Credit: Photograph by Lisa Guenther

In the summer of 2008, CCA contracted with Rotondo Weirich and Irving Materials to build over 1,000 prison cells at the edge of the PowerCom site. Rotondo Weirich is a multinational corporation that produces modular units for prisons, and for student housing, senior citizens complexes, military barracks, and even villas for government employees in Southern Iraq.1

The cells of the Trousdale Turner Correctional Center began as rebar cages: a literal instantiation of geographer Ruth Gilmore’s characterization of the Prison Industrial Complex as an “archipelago of concrete and steel cages.”2 These cages were then encased in concrete and installed with steel doors, narrow windows, concrete furniture, and plumbing.

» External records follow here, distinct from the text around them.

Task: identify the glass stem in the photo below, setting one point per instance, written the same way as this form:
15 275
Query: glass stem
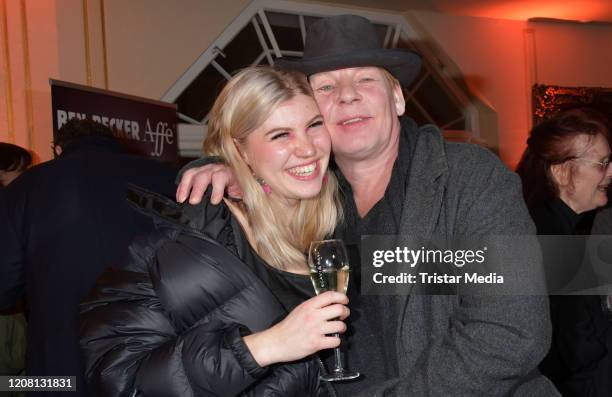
338 357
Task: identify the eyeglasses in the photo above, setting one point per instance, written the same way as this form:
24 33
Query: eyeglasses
603 165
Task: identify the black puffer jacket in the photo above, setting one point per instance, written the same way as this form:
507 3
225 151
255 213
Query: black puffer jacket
171 322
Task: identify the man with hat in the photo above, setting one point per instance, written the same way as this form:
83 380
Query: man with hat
399 179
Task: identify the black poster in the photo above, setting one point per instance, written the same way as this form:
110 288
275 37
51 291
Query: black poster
144 126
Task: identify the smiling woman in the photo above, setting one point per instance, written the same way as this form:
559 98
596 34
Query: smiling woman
221 296
565 172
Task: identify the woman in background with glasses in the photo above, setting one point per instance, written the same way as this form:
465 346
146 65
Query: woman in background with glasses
566 174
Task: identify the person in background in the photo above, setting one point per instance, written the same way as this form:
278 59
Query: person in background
13 161
566 174
221 294
397 178
66 220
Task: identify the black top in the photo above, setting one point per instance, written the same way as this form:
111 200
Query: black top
187 295
289 288
578 362
372 348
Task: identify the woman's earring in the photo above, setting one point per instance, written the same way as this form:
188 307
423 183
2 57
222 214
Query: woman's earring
264 185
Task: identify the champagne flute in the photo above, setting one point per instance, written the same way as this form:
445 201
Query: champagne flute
329 271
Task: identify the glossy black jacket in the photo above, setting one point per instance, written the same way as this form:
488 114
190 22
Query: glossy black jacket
171 322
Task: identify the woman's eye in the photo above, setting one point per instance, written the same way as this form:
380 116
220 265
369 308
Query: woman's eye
279 135
316 124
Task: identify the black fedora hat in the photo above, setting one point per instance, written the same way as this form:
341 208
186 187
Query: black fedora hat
346 41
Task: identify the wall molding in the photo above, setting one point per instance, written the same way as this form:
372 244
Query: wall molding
8 86
27 77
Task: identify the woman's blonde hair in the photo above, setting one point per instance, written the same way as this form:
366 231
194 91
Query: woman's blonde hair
243 105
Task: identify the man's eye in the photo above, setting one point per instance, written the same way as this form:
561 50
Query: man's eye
325 88
280 135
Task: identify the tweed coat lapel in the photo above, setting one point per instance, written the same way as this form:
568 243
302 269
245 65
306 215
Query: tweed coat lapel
425 189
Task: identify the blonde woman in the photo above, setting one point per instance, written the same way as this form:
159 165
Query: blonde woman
218 300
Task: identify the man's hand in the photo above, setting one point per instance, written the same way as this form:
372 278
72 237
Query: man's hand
195 181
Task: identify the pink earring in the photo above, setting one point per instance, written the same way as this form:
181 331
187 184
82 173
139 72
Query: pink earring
267 189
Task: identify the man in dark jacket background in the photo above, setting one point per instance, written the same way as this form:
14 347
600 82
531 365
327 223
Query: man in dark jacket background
61 224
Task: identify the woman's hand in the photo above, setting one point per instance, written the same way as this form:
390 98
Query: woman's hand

But in November 2008, as the global recession deepened, CCA decided to halt construction of the facility, leaving the economic prospects of Trousdale County dangling in midair once again. The pre-fabricated cells sat empty for six years, ravaged by weather and vegetation, until construction resumed in October 2014.

1 Rotondo Weirich website, accessed Dec. 5, 2015,
2 Gilmore, Ruth Wilson. Golden Gulag: Prisons, Surplus, Crisis, and Opposition in Globalizing California (Berkeley: University of California Press, 1997), 4.